Detailed phenotyping of the cancer cells identified several clusters to which we could assign predominant functional phenotypes that differ in their EMT state, immunomodulatory capacity, as well as their response to hypoxia, stress, and metabolic constraints (Fig. 1B-D). However, the predominance of a functional phenotype does not exclude additional traits. Specifically, 515 cells exhibited a pEMT phenotype characterized by expression of a mixture of epithelial and mesenchymal genes such as matrix metallopeptidases (MMPs), caveolin-1 (CAV1) and C–X–C motif chemokine ligand 14 (CXCL14). Those genes were previously described in pEMT signatures and are enriched in the EMT hallmark gene set from the molecular signatures database (MSigDB) (Additional file 3: Fig. S3A) [10, 27]. In contrast, 385 cells showed higher expression of genes associated with epithelial differentiation such as S100A7/A8/A9, the keratinocyte envelope protein cornifin-B (SPRR1B), and specific cytokeratins (e.g., KRT6B and KRT16). The EMP-related gene expression patterns correlate with established signatures from the EMTome database (Additional file 3: Fig. S3B–E) [9]. Interestingly, 184 cells from both EMP-phenotypes were present in a mixed cluster characterized by the high expression of cell-cycle related genes (despite the fact that we applied cell cycle regression).
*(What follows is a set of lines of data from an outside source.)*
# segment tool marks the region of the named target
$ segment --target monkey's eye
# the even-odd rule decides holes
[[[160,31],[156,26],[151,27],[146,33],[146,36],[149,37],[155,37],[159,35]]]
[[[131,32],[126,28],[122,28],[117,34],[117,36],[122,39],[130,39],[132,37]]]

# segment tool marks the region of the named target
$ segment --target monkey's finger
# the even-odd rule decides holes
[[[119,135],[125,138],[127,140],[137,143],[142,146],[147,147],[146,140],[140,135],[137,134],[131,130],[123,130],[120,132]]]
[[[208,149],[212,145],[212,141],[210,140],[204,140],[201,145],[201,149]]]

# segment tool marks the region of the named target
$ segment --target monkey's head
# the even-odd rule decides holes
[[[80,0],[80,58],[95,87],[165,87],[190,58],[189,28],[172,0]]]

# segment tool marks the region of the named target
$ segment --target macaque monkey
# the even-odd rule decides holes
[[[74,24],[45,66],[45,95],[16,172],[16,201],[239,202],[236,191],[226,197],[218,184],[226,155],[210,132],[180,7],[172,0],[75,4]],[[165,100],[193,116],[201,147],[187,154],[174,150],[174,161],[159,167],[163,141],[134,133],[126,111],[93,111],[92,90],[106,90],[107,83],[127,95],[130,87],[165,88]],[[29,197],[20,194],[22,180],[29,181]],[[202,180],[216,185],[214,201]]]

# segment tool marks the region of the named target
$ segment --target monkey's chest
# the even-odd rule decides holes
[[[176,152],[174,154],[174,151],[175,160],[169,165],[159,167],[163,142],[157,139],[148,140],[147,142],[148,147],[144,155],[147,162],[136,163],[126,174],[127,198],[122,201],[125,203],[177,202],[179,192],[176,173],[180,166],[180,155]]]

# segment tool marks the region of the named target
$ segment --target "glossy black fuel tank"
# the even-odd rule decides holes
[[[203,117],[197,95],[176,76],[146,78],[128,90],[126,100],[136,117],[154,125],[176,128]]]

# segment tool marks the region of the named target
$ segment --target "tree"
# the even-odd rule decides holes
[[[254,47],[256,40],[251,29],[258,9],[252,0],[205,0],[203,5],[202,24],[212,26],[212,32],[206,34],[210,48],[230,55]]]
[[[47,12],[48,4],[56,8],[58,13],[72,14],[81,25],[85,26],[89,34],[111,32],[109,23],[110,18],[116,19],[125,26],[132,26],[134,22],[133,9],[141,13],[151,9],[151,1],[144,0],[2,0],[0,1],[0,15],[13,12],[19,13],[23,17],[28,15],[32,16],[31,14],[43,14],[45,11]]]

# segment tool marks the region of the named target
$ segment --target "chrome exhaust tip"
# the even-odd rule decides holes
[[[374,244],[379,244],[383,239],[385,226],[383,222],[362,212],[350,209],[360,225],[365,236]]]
With respect to cell clusters whose gene expression was not predominately associated with EMP, 268 cells exhibited an immune-regulatory phenotype enriched for genes associated with cytokine-mediated responses and higher expression of the chemokines CXCL1/2/3/8 and CCL20. For 554 cells, the gene expression pattern suggests adaptation to environmental factors. Specifically, 51 cells had higher expression of transcription factors FOS and JUN, suggesting a stress response, and 310 cells can be assumed to respond to hypoxic conditions in the tumor based on the higher expression of NDRG1 and EGLN3, which are both regulated by oxygen levels [37, 38]: NDRG1 regulates stress response and p53-mediated caspase activation [37] and EGLN3 has an important role in regulation of hypoxia-inducible factor 1 alpha (HIF1α) through prolyl hydroxylation [38]. 193 cells expressed genes associated with amino acid metabolism, starvation response and mTORC1 signaling, i.e., a regulator of mitochondrial metabolism [39]. The upregulated genes ASNS, PSAT1 and PHGDH integrate the metabolites of serine and glycine metabolism into glycolysis and therefore fuel glycolysis with amino acids [40]; hence, these cells appear to be adapted to low-glucose conditions.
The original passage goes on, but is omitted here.